Founding member of the National Rainbow Coalition in 1986. Former co-chair of the Southern Rainbow Education Project — a coalition of southern activists. Former contributing editor – Independent Political Action Bulletin.

Gray’s critique “A Call for a New Anti-War Movement” appears in How to Legalize Drugs: Public Health, Social Science and Civil Liberties Perspective edited by Dr. Jefferson Fish of St. John’s University. The book is a collection of works by drug policy reformers across the country. The essay takes a cultural and ideological look at the impact of the “war on drugs” on African Americans. Gray’s “The Legacy of Strom Thurmond” appears in Jack Newfield’s American Monsters, “Soul Brother? Bill Clinton and Black America” appears in Alexander Cockburn and Jeffrey St. Clair’s Dimes Worth of Difference and “What Would Malcolm Say” appears in Peace Not Terror edited by Mary Susannah Robbins.

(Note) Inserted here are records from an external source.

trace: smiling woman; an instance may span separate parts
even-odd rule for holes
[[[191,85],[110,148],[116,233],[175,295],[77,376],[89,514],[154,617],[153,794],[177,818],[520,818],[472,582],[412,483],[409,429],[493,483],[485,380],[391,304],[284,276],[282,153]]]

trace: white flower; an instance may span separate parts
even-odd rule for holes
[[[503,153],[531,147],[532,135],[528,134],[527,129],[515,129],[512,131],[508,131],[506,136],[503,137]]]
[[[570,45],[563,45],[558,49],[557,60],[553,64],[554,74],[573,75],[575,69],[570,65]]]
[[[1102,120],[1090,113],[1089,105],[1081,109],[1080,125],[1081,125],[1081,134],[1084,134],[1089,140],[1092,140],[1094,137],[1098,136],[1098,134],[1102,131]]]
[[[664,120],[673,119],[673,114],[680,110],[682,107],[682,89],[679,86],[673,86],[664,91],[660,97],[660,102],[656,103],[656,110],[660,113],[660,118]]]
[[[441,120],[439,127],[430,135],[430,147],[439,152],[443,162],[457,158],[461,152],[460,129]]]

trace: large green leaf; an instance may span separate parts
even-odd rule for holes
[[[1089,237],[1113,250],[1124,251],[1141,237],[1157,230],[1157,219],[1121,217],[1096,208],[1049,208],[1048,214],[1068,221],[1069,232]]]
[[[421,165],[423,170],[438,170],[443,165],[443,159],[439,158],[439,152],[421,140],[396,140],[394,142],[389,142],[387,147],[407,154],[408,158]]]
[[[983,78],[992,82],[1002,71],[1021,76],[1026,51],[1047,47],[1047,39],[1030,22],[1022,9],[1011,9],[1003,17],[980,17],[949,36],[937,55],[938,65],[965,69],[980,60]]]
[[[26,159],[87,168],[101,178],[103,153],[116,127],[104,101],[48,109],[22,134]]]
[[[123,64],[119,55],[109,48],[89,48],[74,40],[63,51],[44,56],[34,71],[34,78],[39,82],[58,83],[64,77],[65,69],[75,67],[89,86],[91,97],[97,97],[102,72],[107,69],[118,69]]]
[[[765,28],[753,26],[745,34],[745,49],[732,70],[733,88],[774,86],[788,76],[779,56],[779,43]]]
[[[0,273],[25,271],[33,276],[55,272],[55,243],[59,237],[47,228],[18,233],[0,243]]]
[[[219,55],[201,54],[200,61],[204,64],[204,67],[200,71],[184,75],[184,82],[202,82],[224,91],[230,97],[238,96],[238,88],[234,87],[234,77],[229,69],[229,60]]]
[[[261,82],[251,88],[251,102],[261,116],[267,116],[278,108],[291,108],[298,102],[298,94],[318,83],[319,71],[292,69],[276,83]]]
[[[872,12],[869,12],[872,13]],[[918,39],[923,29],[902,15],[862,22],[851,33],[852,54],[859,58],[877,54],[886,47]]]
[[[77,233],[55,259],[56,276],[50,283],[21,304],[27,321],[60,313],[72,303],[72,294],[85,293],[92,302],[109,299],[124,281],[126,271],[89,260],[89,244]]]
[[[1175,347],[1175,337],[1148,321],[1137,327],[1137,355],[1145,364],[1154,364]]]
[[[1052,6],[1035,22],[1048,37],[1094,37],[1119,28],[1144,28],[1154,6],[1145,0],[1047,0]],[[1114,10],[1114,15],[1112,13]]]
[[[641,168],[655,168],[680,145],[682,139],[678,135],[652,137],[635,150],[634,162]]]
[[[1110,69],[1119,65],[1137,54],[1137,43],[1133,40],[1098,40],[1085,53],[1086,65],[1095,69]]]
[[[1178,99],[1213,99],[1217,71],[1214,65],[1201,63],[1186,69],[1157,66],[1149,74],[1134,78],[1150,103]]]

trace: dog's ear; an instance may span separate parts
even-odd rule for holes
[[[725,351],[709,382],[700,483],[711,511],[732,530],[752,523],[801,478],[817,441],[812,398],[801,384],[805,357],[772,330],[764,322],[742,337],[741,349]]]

Gray’s essay on race and politics have appeared in The Harvard Journal of African American Public Policy – “The Intensification of Racial Solidarity in the 1990s under the guise of Black Nationalism” (1996); The Progressive Magazine, Counterpunch, The Washington Post Outlook Section, Emerge, One Magazine, The American University Graduate Review and numerous other national, regional and local publications.
Gray’s essays on race, politics, cultural and world affairs can be found online at The Progressive, Counterpunch.com, The Black Agenda Report and “Holla If You Hear Me” blog.